Tuesday, October 8, 2013

Risky Revisions


I'm always apprehensive about revisions.  I'm afraid that in changing something I'll shy away from my original purpose.  I'm afraid I'll find that my original work isn't actually workable at all.  I'm afraid that I'm too attached to the emotional side of my writing that I'll fight myself to get rid of or keep certain parts of my work that aren't essential just for the sake of emotional attachment.  And I'm especially afraid that after painstaking revisions that I will still be left with something sub-par.  Why am I so afraid?

The feedback I received from the classmates in my group was nothing short of wonderful.  They were constructive and very kind.  My story was one that they said they wanted to keep reading.  But therein is where the problem lies.  Right now, it's just a story, whether it's a good read or not does not make it Creative Non-Fiction.  



I thought a lot about the focus of my story and how I would turn it into a Creative Non-Fiction essay.  It's said that author's typically write about what they know.  I said this to myself and thought, "Well, what else do you know besides this story? What can you connect it to that will validate it for the reader?"  I thought about self-righteous themes where I was the hero standing up for what I believed in.  I thought about finding one's "inner truth" and accepting it.  I thought about our reading of "The Patch" and how the author reels us in with his first line about the swirl of the line and it's audibility. How would I catch my readers' attention?  Or better yet, WHAT WAS I EVEN REALLY WRITING ABOUT?  In my "story", I took a path, somewhat reminiscent of one that Robert Frost may have taken.  So was that it? Maybe I should write about animal instinct.  How do baby sea turtles always know where to find the sea? And why?  But how much did I really know about animal instinct? Enough to incorporate it efficiently into my essay?  I'm not sure.

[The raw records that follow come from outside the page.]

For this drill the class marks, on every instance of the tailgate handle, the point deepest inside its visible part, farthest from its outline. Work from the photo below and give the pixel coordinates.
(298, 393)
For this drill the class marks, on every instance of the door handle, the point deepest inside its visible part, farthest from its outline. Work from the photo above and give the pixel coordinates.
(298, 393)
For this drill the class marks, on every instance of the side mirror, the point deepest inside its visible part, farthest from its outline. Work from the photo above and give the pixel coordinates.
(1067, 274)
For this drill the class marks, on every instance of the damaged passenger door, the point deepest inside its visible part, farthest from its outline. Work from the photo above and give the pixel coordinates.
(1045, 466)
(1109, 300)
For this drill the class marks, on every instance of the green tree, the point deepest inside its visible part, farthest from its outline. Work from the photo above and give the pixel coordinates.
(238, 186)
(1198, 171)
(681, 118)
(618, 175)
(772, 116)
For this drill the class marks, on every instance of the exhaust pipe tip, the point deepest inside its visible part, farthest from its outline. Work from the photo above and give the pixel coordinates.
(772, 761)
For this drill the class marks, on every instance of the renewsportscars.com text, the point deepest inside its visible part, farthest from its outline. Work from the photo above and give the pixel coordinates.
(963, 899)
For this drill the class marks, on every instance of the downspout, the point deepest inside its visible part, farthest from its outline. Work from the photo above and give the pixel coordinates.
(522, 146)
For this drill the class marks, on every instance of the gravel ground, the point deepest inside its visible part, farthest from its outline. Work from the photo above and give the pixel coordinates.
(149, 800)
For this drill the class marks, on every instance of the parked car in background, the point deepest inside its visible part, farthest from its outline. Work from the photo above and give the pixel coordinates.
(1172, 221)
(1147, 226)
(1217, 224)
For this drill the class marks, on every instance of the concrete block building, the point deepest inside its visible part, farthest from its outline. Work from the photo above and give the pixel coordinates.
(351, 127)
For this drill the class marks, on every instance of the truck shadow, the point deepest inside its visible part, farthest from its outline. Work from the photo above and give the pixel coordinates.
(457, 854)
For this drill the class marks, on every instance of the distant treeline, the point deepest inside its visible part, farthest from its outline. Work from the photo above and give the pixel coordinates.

Then I played with some words in my head.  I was thinking about "The Patch" and how it sounded like "The Path" which seemed like a relevant title for something I could write based on my story.  "The Path" reminded me of a Disney movie, Pocahontas.  In the ever familiar movie, Pocahontas' grandfather says to the chief, "She has her mother's spirit; she goes wherever the wind takes her."  This, of course, led to a brief period of singing "Just Around the River Bend" to myself, when I realized that a lot of Disney movies are correlated with a strong female character who chooses her own path. Pocahontas disobeys her father and falls in love with John Smith (whether or not that is historically accurate is beside the point).  Merida, in the newer Disney movie, Brave,  refuses to accept her fate of an arranged marriage.  The tagline reads, "If you had the chance to change your fate, would you?" Cinderella changes her fate by disobeying her stepmother and stepsisters. The Little Mermaid changes her appearance and her fate by disobeying her father and following her heart. Belle, in my absolute favorite Disney movie, Beauty and the Beast, doesn't necessarily change her fate, but from the beginning she follows her own path, despite ridicule from everyone around her.  And it dawned on me, could my life actually be like a Disney movie? Or are Disney movies more like real life than we care to give them credit for?  Life may not be a fairy tale, but can fairy tales be about life?  I think they can and I think they are.  

Were I to revise this essay to become an actual work of Creative Non-Fiction, I would show my readers through my own story and it's parallels to Disney movies the importance of standing up for what you believe in despite opposition and ridicule and following your own path.